Here is a dark narrative for you this day, and let's see if doesn't sound familiar.

It begins with a serial pedophile employed/affiliated with a state university, utilizing university resources while he sexually abuses young people on school grounds. When the victims lodge complaints, they are not taken seriously by the head coach of the program involved, and other school officials.

Eventually, the perpetrator is sentenced to what amounts to a life sentence in prison, and the university officials involved in enabling him wind up in court themselves, while the NCAA imposes  the harshest possible punishment.

Penn State, right? That whole sordid Jerry Sandusky business?

Wrong.

Michigan State. And Larry Nassar.

Who this week literally cannot face his dozens of victims, sitting in a courtroom with his face in his hands as one woman after another comes forward to tell the world what he did to them as children. One of Nassar's young victims wound up committing suicide. The father of another killed himself when he couldn't cope with the guilt of not initially believing his daughter.
  
There will be just shy of a hundred such stories, before it's all over. The damage done to them by Nassar, an alleged doctor who used his position to sexually abuse girls as young as 6, is incalculable.

And some of it he did on the grounds of Michigan State University.

Twenty years ago, Michigan State employed him to treat both university athletes and young athletes in a gymnastics program affiliated with MSU. He operated out of an office in the basement of Jenison Fieldhouse. There -- according to two of his victims in an ESPN Outside The Lines piece -- he abused several young girls.

Among them was Larissa Boyce, 16 at the time. She says when she went to Michigan State gymnastics coach Kathie Klages to complain, Klages said she didn't believe her, that Nassar was someone she "trusted and knew for years."

A second victim, meanwhile, says when she complained about Nassar, she was asked who she had told, and then told not to discuss it further.

"They just kept it quiet, and that is what's so hard -- knowing that if adults were to make the right decision and do the right thing at the right time, that the abuse could have stopped," the second gymnast told OTL.

And who does that sound like, boys and girls?
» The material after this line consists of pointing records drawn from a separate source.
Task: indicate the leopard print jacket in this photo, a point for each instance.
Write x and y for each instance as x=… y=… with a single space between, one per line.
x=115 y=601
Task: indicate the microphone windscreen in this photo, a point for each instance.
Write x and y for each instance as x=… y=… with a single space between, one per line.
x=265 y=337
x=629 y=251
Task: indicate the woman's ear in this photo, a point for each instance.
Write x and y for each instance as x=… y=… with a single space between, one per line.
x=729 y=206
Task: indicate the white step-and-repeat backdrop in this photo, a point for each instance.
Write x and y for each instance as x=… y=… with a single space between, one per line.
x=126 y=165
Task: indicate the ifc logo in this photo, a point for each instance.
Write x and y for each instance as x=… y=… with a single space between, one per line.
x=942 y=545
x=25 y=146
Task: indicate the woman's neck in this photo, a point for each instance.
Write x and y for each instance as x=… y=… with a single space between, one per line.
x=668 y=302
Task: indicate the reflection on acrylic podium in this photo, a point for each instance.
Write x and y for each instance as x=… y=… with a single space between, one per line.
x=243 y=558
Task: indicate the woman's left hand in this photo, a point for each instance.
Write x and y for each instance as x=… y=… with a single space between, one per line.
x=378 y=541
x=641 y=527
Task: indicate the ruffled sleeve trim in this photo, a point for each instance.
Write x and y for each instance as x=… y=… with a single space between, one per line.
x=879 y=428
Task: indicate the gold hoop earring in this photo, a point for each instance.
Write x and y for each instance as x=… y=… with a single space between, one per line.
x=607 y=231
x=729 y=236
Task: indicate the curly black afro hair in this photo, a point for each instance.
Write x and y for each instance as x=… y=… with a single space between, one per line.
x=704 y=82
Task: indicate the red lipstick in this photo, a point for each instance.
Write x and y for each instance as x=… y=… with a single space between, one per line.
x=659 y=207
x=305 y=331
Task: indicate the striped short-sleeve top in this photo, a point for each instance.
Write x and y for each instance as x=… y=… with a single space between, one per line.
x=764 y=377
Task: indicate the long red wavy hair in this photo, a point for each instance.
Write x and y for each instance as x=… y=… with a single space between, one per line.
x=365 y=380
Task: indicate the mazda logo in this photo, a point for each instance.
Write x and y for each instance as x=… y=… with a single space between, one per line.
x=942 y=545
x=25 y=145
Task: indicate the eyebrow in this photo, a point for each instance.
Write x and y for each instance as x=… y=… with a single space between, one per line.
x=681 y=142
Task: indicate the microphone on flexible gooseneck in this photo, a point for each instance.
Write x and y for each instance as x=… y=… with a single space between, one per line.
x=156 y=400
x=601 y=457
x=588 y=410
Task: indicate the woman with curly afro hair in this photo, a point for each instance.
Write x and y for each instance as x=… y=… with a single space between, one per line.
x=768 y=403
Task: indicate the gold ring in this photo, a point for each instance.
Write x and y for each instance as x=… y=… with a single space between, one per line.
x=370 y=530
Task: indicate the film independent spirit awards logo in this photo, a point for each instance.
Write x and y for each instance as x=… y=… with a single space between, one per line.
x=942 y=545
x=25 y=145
Thaaat's right. It's Penn State and Sandusky all over again.

What separates one from the other is only the complete spinning out of the narrative; no Michigan State officials have yet been sued and hauled into court, though that is surely coming. And the NCAA hasn't dropped the hammer on the Spartans, nor even picked it up.

It will be interesting to see what happens, if and when the NCAA does pick up the hammer. There is, after all, a school of thought out there that the organization overstepped its authority when it injected itself into a criminal matter. And yet, it has established a precedent.

How can it punish Penn State for Sandusky, and not punish Michigan State for Nassar?

They are, after all, virtually identical scenarios. How can the NCAA's reaction not be identical as well?